The Day After: Google Stock Down Nearly 4% After Stock Split News

CEO Larry Page did a good soft-shoe routine yesterday explaining the company’s new stock-split scheme amid results that generally beat expectations, but some investors are not buying it. The stock at the moment is trading nearly four percent down (around $23) at the time of writing.

Part of this could be to do with classic investing behavior: investors were hungrier for the stock before results in anticipation of good news and that drove up the price. Just before the results the stock had a five-day high of $651 per share. Now they are trading at around $627.
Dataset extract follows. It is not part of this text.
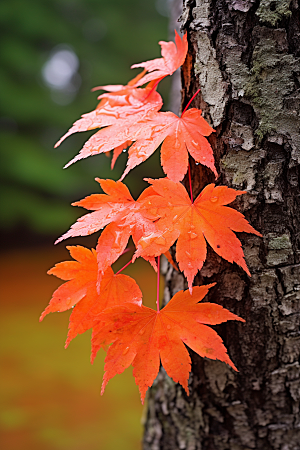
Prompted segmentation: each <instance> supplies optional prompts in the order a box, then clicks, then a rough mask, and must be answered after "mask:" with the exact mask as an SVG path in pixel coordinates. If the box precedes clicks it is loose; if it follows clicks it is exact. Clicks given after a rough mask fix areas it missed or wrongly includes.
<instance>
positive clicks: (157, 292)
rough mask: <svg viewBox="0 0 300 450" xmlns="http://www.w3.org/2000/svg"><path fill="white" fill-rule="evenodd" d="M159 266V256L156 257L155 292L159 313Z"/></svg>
mask: <svg viewBox="0 0 300 450" xmlns="http://www.w3.org/2000/svg"><path fill="white" fill-rule="evenodd" d="M159 266H160V256H158V258H157V290H156V306H157V312H159Z"/></svg>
But the other main thing seems to be that stock split. Citi analyst Mark Mahaney (via Investors Business Daily) noted that it’s not that investors are disappointed with the stock-splitting scheme, but that just many hadn’t expected it. In the Founders’ Letter also out yesterday, Page had referred to investors supporting the scheme.

Google’s first-quarter results beat expectations, with revenues of $10.65 billion for the first quarter. Minus traffic acquisition costs, Google pulled in $8.14 billion in revenue compared to expectations of revenue of $8.1 billion (minus traffic acquisition costs).
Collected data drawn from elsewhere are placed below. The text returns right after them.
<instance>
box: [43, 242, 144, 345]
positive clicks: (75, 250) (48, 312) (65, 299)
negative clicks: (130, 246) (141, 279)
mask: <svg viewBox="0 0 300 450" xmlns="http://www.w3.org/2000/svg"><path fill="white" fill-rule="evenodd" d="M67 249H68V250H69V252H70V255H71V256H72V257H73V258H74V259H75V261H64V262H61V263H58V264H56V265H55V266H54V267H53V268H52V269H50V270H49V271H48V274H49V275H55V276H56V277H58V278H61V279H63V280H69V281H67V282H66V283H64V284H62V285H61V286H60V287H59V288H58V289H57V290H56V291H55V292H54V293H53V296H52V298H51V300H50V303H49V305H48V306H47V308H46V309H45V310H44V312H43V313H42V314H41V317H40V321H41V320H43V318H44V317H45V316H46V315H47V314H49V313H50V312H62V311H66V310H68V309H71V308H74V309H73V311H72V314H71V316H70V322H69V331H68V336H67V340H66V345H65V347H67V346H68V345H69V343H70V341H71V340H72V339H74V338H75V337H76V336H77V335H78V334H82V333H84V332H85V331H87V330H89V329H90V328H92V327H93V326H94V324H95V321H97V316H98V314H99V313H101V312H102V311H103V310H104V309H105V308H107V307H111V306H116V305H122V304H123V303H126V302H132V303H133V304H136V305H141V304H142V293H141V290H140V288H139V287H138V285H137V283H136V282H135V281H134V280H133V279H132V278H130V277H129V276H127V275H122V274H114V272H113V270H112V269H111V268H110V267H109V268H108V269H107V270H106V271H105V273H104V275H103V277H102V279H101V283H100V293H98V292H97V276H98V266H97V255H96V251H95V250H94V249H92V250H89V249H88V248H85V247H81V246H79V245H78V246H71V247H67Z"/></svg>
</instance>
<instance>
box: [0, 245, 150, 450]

In overall strong earnings , it however had a few declines: in the U.S., its single biggest market, sales were actually down quarter-on-quarter. They were $4,874 million, compared to $4,980 million in Q4 2011. Revenues in the UK and the rest of the world, the other two regions broken out by the company, were both up on last quarter. All showed year-on-year growth.

Google+, its new social effort, now has 170 million users, and yesterday Page said it was showing “impressive engagement” but a question asked during the Q&A, about why it was investing so much into Google+, seems to point to analysts and the investors who listen to them are perhaps not yet convinced about this latest effort, either.